What if we want to see the data grouped by some columns? Dremio supports aggregations. For example, let’s say we need to look at the total area of fires and average temperatures by month. To do this, click on the Group By button, then select the dimension for grouping (month) and measures you want to compute (sum using the area column and average using the temp column). Then click Apply:

image alt text

After sorting by area in the descending order, you should get the following table:

image alt text

As expected, the largest fires happen in the late summer and early autumn, when the weather is warm and dry. September and August are the months with the biggest number of the total area of fires. We saved this table as the month_grouped.

Let’s get back to our cleaned_table. We can see that there are 4 columns with the values for different indices (FFMC, DMC, DC, and ISI). They are all of the different scales. For example, ISI values are closer to 0, while DMC values are often significantly larger (larger than 100 and even 200). If you use the data to build a machine learning model later, this can be a problem. To deal with it, data scientists usually perform the so-called scaling. There are several approaches to scaling, but one of the most popular is the min-max scaling.
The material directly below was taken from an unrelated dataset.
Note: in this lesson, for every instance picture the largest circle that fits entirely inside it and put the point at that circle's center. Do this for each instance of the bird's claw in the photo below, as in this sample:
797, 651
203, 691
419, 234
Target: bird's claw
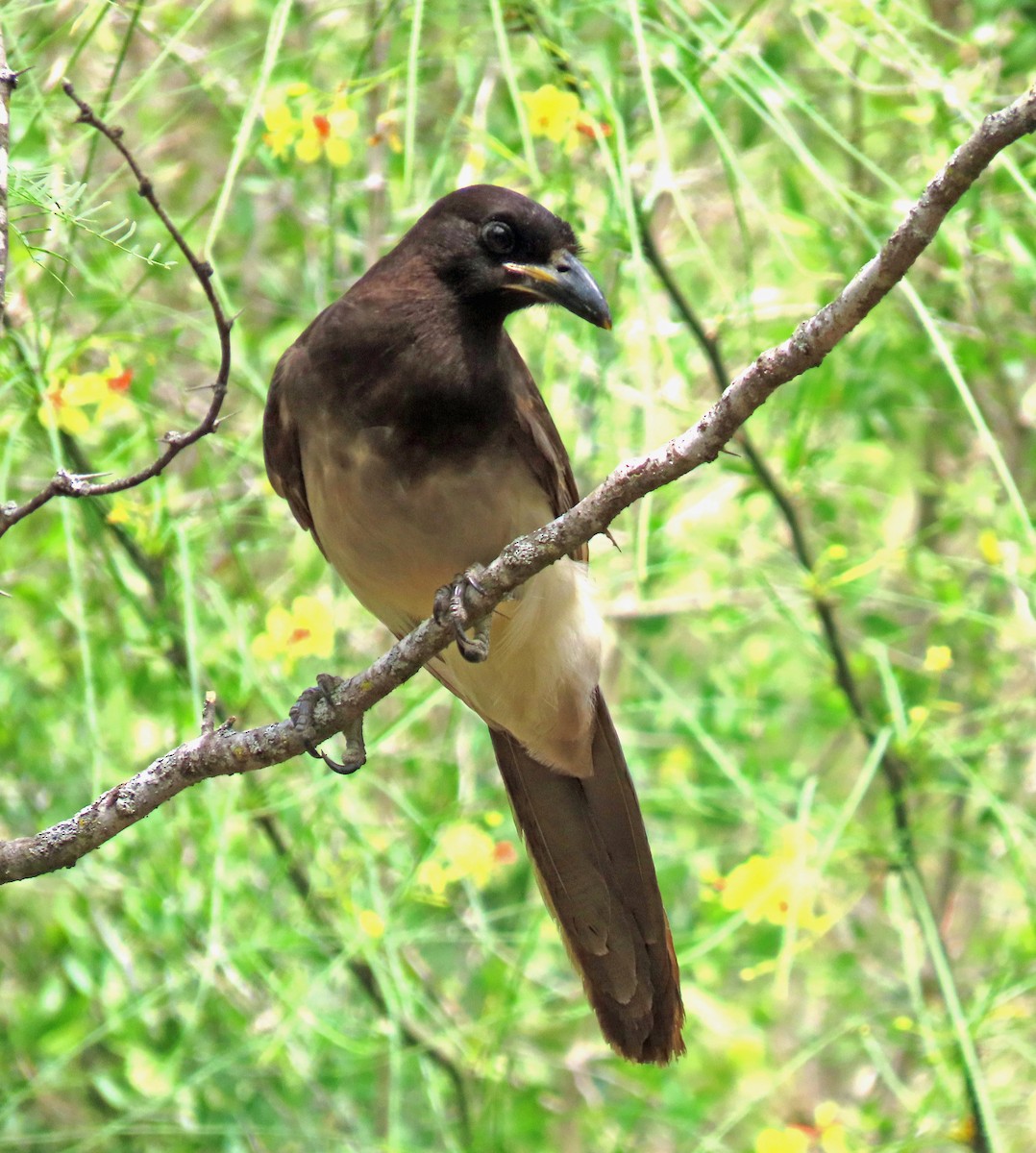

The values will be reflected in the range from 0 to 1 when the minimum original value will be transformed to 0, and the maximum value will be transformed to 1. Below, we will show how to perform min-max scaling in Dremio using the FFMC column.

First, we will issue the following SQL query to get the minimum and maximum values in the FFMC column:

1
2
SELECT MIN(FFMC) AS min_ffmc, MAX(FFMC) AS max_ffmc
FROM cleaned_table

The result looks like this:

image alt text

We saved this table as min_max_ffmc. The next step is to recalculate each original value in the FFMC column. The following SQL query should do this:

1
2
SELECT (FFMC-min_ffmc)/(max_ffmc-min_ffmc) AS FFMC_scaled, *
FROM cleaned_table, min_max_ffmc

If we sort the result table by FFMC in descending order, we will see that the largest values of FFMC were transformed to the values closer to 1 while the small values are concentrated closer to zero:

image alt text

This table was saved as ffmc_scaled table.

Remember how we group the data by months earlier? What if we want to group data by the seasons (summer, autumn, winter, spring)? The process should be the same, but firstly we are required to specify what month belongs to what season. In Dremio, this can be done using the Replace Text feature. Go to the month_grouped *table, click on the arrow near the *month column, and select the Replace Text… section.

In the appeared window, you will be able to select values which you want to replace and the replacement value. For example, we can click on jun, jul, and aug values and enter summer as the replacement value. Similar actions should be done for all other months and seasons. After each season replacement, click Apply.

image alt text

The grouping is similar to that we performed earlier. We just added more measurements. The result is the following (seasons_grouped table):

image alt text

Our initial guess was confirmed: the most fires occur in autumn and summer. Both the total and average area of fires are the highest for autumn, the summer ranks second, the spring and winter comes next.

Conclusion

In this tutorial, we showed how the stream data can be analyzed with the help of Azure Event Hubs, Azure Stream Analytics, Azure Blob Storage, and Dremio. We created a data pipeline which used all these components on its flow. The data producer was a Python script which is similar to a real-world Python application generating live data. Events (messages) from the script were directed to the Azure Event Hubs, which in its turn, transferred them to Azure Stream Analytics. It takes the messages in the JSON format and then dumps them as batches into Azure Blob Storage using the parquet format. The Dremio acted as a final data consumer. It was connected to the Blob Storage to take the data and process it. What you can do with the data after its curation in Dremio is up to your needs.